Chagas' Disease: Differential diagnosis

on 10.12.08 with 0 comments

  • Chagas’ cardiomyopathy. Differentiation from ischaemic, hypertensive or idiopathic cardiomyopathy is not always easy. The differential diagnosis includes high-output heart failure (anaemia, beriberi, hyperthyroidism, large AV-fistula and Paget’s disease of the bone), postpartum heart failure, acute rheumatic fever, valvular disease, congenital abnormalities, pericardial disorders and the sequelae of acute myocarditis (e.g. Coxsackie virus). A cor pulmonale is usually obvious. It is useful to have an electrocardiogram available and if possible an ultrasound evaluation.

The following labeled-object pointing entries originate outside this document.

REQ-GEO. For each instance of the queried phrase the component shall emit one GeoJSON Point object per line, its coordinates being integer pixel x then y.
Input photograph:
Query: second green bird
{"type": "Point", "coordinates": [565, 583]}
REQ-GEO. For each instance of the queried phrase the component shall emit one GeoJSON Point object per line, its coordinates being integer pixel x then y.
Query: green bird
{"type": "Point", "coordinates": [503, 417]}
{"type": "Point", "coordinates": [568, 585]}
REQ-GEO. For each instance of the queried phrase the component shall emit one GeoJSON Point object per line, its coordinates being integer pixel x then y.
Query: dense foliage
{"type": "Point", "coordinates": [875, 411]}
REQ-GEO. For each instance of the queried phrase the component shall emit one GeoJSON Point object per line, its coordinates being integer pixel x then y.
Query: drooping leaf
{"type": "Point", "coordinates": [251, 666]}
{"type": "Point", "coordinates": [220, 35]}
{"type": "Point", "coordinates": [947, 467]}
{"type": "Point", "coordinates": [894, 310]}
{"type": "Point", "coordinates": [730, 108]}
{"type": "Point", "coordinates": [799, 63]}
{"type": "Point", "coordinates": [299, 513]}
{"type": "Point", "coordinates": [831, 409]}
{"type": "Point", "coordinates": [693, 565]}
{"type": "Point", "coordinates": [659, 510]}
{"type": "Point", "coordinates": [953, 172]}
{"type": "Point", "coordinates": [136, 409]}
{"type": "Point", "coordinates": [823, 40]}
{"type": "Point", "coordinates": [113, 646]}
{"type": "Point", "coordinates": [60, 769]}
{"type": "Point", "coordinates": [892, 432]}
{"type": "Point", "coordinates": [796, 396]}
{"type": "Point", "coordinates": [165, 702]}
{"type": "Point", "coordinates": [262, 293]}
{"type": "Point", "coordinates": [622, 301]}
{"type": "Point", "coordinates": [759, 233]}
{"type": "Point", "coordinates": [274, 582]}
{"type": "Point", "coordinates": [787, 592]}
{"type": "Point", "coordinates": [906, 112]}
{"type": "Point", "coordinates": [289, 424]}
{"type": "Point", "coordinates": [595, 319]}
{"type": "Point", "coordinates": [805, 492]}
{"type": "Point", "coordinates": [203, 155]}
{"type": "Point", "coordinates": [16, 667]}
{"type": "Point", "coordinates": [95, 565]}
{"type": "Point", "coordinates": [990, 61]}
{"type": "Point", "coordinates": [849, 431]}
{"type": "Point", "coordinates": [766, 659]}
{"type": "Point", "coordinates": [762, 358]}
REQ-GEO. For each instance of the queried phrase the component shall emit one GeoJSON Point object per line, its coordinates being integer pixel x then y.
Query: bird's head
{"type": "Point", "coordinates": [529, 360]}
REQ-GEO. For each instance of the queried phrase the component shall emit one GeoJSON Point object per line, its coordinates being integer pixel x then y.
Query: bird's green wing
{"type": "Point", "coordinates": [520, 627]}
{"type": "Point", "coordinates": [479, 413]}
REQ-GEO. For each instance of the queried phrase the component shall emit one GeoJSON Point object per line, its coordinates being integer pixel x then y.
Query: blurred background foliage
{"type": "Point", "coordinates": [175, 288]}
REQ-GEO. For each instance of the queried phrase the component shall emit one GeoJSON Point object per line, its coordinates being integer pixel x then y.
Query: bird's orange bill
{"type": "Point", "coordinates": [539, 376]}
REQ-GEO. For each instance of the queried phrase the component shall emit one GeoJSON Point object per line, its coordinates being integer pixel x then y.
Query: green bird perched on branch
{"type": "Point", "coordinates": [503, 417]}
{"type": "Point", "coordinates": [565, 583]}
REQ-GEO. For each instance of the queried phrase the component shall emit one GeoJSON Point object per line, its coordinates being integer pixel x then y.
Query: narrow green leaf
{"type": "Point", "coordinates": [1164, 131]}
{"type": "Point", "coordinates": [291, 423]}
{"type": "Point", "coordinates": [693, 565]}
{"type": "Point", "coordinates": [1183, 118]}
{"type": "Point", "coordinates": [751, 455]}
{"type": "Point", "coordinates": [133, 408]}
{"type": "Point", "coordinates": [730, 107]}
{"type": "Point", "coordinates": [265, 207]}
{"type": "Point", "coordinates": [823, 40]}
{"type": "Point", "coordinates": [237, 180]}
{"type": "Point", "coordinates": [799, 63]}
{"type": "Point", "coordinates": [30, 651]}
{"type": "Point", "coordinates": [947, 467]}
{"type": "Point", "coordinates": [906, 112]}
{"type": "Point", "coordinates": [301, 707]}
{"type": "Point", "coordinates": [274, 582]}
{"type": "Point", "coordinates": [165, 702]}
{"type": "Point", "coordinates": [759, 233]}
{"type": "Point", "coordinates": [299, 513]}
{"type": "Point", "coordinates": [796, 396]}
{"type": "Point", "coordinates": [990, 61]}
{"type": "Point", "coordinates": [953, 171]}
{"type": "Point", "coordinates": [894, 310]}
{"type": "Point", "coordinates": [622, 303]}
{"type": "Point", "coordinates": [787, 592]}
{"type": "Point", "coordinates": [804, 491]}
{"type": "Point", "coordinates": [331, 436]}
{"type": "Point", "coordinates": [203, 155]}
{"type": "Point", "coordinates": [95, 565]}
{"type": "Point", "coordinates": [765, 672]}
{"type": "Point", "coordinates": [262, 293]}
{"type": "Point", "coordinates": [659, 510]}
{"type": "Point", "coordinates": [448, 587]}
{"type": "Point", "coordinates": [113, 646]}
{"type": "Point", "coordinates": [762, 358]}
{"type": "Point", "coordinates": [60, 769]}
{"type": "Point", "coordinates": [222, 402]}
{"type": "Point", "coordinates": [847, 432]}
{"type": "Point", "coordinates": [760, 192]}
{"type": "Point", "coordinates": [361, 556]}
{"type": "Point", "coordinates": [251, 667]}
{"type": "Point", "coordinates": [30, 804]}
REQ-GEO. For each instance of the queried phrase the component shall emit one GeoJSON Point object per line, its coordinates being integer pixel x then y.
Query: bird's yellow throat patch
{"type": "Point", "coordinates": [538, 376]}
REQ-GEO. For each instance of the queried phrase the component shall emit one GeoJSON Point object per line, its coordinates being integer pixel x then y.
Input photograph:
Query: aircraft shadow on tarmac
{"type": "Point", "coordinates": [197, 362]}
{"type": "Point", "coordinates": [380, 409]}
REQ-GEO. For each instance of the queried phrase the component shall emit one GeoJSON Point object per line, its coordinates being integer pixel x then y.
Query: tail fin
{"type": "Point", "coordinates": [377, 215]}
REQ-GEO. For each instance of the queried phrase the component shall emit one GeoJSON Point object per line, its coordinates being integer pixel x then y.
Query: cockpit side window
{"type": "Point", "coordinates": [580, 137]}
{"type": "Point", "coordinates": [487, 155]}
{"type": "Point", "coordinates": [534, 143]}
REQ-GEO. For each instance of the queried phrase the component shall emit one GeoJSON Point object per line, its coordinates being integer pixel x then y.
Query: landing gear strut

  • Mega-oesophagus: Achalasia of the oesophagus may be very similar to Chagas’ oesophageal dilation. Strictures, benign and malignant tumours should be ruled out.

  • Megacolon may also occur in Hirschsprung’s disease [congenital megacolon] [aganglionosis of a rectal segment, frequency 1/5000], diabetic neuropathy, psychogenic (mainly in psychosis, schizophrenia), after stricture (e.g. upon ischaemic insult of the colon or rectal stricture due to schistosomiasis or lymphogranuloma venereum), chronic severe laxative misuse (senna, cascara, aloe), neurological diseases (Parkinson’s disease, myotonic dystrophy), chronic use of morphine analogues, chronic lead intoxication, Fabry’s disease (glycolipid accumulation), systemic sclerosis (scleroderma), severe hypothyroidism and amyloidosis.